Julia öffnete die Terrassentür und schauderte bei der eiskalten Luft, die in die Wohnung strömte. Sie ließ die Tür einen Moment zum Lüften offen und ging wieder in die Küche.
Nachdem sie gefrühstückt und sich angezogen hatte, würde sie sich nochmal hinlegen und ein paar Stunden Schlaf nachholen, bis ihr Freund kam, was jetzt nicht mehr lange dauern konnte.

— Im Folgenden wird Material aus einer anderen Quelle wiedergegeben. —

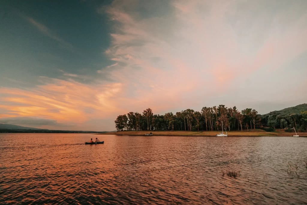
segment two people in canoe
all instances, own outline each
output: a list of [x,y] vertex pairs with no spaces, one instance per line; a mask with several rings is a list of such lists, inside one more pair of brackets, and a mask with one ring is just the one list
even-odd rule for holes
[[[98,139],[96,137],[96,140],[95,141],[95,142],[100,142],[100,140]],[[90,142],[94,142],[93,141],[93,138],[91,138],[91,140],[90,140]]]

In dem Moment klingelte ihr Handy. Die Nummer auf dem Display entspannte sie. „Martin?“ „Guten Morgen“, sagte er gutgelaunt. „Morgen“, sagte sie und merkte, dass sie noch immer etwas angespannt klang. „Ist alles ok bei dir?“, fragte er besorgt. „Ich habe gesehen, du hast gestern Abend noch ziemlich spät angerufen. Ich war schon im Bett, du hast dich gestern schon nicht gut angehört. Was ist los?“ „Ich“, begann Julia aber dachte, die paar Stunden würde sie jetzt auch noch aushalten. „Wir reden später“, sagte sie. „Sicher?“ „Ja, ist schon ok“, sagte sie betont lässig. „Ich erzähle es dir nachher.“ „In Ordnung“, meinte Martin. „Ich bin schon auf dem Weg zum Bahnhof. Der Zug geht in 20 min, also wenn alles glatt läuft, bin ich kurz nach eins da.“ „Schön“, sagte sie, auch wenn es ihr noch ziemlich lang bis dahin vorkam. „Dann bis später.“ „Bis dann“, sagte er und legte auf. Julia legte ihr Handy zurück auf ihren Schreibtisch, zog ihre Kleidung wieder aus und legte sich ins Bett. Martins Stimme zu hören, hatte sie beruhigt. Bis dahin konnte sie sich noch etwas von der Nacht erholen. Sie zog die Decke eng an sich und schlief sofort ein.